Factors influencing corruption
According to the authors, accountability in terms of government means responsible for ones actions and subject to scrutiny. It forces the government to prioritize public over personal interest. Holding a government accountable involves implementation of effective monitoring tools and the public’s involvement in questioning the government on the reported results. Transparency on the other hand, means allowing the public to have insight on activities of government officials. Adesote and Abimbola, argue that these two characteristics are absent and increase the level of corruption in Nigeria.

Other factors the paper addresses include financial corruption and lack of proper political leadership in the country. Despite these major concerns, the authors recommend that constitutional framework, commitment  of various arms of government to live up to their constitutional duties, quality political leadership and transparency and accountability can ameliorate the situation in Nigeria.

Similarly, Ettah B. Essien in his paper “Corruption and economic development in Nigeria: a materialistic observation,” argues that in order to minimize corruption in Nigeria, it is a must to have proper leadership that is selfless, disciplined, and has a vision. Leaders and the population in a corrupt country have a desire to steal money, crave power and prestige, and will do whatever it takes to obtain that. According to the author, this has characterized the Nigerian economy for some years now.

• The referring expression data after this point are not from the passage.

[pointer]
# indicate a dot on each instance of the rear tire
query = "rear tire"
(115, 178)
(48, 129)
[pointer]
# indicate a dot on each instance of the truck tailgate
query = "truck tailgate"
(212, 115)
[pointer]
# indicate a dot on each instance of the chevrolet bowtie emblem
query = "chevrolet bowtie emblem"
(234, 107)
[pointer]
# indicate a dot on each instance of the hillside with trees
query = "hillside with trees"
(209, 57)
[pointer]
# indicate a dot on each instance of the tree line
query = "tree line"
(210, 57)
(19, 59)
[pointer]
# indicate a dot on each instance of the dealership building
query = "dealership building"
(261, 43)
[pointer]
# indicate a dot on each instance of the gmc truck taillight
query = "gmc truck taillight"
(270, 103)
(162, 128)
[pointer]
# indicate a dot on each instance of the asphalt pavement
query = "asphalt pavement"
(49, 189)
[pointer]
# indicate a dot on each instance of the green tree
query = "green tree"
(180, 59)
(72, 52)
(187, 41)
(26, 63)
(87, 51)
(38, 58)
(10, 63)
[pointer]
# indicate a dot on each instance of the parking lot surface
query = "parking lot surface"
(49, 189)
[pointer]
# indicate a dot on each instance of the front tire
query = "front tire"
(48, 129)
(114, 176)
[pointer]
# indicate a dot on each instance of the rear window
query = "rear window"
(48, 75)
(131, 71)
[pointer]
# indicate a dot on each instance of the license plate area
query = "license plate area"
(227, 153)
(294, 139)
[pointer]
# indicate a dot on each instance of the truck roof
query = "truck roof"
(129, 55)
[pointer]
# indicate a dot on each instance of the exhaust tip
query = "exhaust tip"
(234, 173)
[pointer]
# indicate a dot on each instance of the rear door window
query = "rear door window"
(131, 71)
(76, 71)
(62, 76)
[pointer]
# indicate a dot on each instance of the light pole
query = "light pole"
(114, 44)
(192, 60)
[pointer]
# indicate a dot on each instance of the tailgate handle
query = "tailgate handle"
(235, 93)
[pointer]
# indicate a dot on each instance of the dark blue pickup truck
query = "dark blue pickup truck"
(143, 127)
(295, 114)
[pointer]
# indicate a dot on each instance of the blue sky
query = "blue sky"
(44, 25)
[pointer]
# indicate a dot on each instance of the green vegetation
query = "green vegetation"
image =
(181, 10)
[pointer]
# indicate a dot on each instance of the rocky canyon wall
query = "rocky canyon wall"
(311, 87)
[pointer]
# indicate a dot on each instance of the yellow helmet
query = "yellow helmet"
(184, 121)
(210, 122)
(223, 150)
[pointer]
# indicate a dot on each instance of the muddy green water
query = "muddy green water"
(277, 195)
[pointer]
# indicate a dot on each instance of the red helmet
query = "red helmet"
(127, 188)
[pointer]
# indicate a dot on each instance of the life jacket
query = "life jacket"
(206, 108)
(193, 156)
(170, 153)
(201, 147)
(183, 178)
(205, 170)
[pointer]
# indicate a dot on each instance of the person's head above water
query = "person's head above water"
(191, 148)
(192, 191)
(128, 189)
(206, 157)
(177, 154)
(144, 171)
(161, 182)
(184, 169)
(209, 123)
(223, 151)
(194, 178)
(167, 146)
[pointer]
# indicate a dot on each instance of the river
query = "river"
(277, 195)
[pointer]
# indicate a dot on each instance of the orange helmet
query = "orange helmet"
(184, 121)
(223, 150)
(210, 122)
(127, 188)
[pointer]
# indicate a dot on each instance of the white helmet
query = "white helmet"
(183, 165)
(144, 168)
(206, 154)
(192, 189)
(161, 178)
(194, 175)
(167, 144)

To complete his thoughts, Essien suggests that without good leadership and income equality, corruption in Nigeria will accentuate and proper economic development will not be achieved.

Not just Nigeria
Corruption and lack of good governance is endemic and not only confined to Nigeria or Africa.  From a global perspective “over US$ 1 trillion is paid in bribes around the world, enriching the corrupt and robbing generations of a future” UNODC. According to the transcript “Tackling Corruption in a Globalized World,” two extremely interesting initiatives have been established to help fight corruption worldwide; Transparency International and Publish What You Pay (PWYP), which are elaborated upon below.

Transparency International is a “global movement sharing one vision: a world in which government, business, civil society and the daily lives of people are free of corruption” and it aims to “stop corruption and promote transparency, accountability and integrity at all levels and across all sectors of society.” They launch yearly the Corruption perceptions index which basically measures the level of public sector corruption, in 176 countries around the world. According to the 2012 report, “Many of the countries where citizens challenged their leaders to stop corruption–from the Middle East to Asia to Europe–have seen their positions in the index stagnate or worsen.”

The other initiative, Publish What You Pay, revolves around the idea of transparency where companies publish what they pay to governments and for governments to publish what they receive and how it is spent. According to their objectives, PWYP campaigns for “increasing transparency in the extractive sector will enable citizens to hold governments and companies to account for the ways in which natural resources are managed.”

Now what?
With initiatives like these, corruption can be diminished worldwide. With hand in hand efforts and a commitment to act against this global phenomenon, corruption can be reduced through government transparency and accountability, as well as proper political leadership. These factors will not eradicate corruption but can act as stepping stones for the fight against it.